While Lam’s sculptures have an aesthetic ease and elegance, they are born of a response to global tensions. A recurring motif in his new work is the “drop”, representing his grief and frustration at recurring cycles of human suffering and violence. Lam channels this emotional response into his working discipline, transferring it instead into patience and determination to overcome engineering quandaries and opposing material qualities, to create works where tension is transformative, and even beautiful.
Rod Mireau’s practice explores tensions between the natural world and the industrial, informed by his upbringing in Saskatchewan, and the enduring memory of abandoned farm equipment embedded within and overgrown by the landscape. Using elemental materials such as reclaimed wood, metal, and charcoal grit that are imbued with their own sense of transformation and history, Mireau’s process combines practical engineering with dreamlike creativity.

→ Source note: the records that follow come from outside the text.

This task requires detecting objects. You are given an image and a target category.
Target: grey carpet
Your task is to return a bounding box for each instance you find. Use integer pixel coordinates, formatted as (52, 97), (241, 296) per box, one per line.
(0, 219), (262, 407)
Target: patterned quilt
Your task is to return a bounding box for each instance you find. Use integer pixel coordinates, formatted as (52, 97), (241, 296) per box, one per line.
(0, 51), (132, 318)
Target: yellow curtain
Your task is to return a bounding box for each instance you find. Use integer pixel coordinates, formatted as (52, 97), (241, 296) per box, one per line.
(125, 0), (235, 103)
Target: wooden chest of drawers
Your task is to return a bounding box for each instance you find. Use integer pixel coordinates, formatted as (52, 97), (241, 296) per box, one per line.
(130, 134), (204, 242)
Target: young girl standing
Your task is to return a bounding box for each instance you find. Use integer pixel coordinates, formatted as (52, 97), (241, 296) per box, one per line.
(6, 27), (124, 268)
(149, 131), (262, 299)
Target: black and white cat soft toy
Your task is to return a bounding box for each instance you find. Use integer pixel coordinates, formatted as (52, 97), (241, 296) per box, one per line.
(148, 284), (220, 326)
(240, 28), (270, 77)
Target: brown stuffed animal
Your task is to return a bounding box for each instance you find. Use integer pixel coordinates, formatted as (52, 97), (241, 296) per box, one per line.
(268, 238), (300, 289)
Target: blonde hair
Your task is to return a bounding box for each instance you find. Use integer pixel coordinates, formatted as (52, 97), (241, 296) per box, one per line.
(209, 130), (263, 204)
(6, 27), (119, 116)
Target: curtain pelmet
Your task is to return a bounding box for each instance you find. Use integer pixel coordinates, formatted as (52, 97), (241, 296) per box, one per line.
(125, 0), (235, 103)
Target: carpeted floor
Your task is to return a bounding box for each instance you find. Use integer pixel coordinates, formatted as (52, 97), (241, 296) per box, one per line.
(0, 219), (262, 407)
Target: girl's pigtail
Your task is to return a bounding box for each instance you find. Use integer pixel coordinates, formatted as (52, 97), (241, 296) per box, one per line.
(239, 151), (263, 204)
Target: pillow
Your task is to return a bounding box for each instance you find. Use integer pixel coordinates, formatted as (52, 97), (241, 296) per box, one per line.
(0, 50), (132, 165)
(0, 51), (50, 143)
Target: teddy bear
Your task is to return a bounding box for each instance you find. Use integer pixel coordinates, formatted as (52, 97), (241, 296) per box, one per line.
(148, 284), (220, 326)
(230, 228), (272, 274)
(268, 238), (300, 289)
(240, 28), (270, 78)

Several large wall sculptures in this exhibition mark a departure from previous work to incorporate representational elements and landscapes. Although rooted in memory, Mireau’s compositions are largely imagined and instinctively constructed, using recognisable geological forms to conjure spaces that feel familiar but are outside of specific time or place. This notion of worldbuilding is important. The fragmentary make-up of Mireau’s work, whether figurative or abstract, suggests both building and dismantling, archaeology and memory. Through his material explorations he finds new possibilities and creates a transitional space, where the organic meets the mechanical, and alternative worlds can be formed.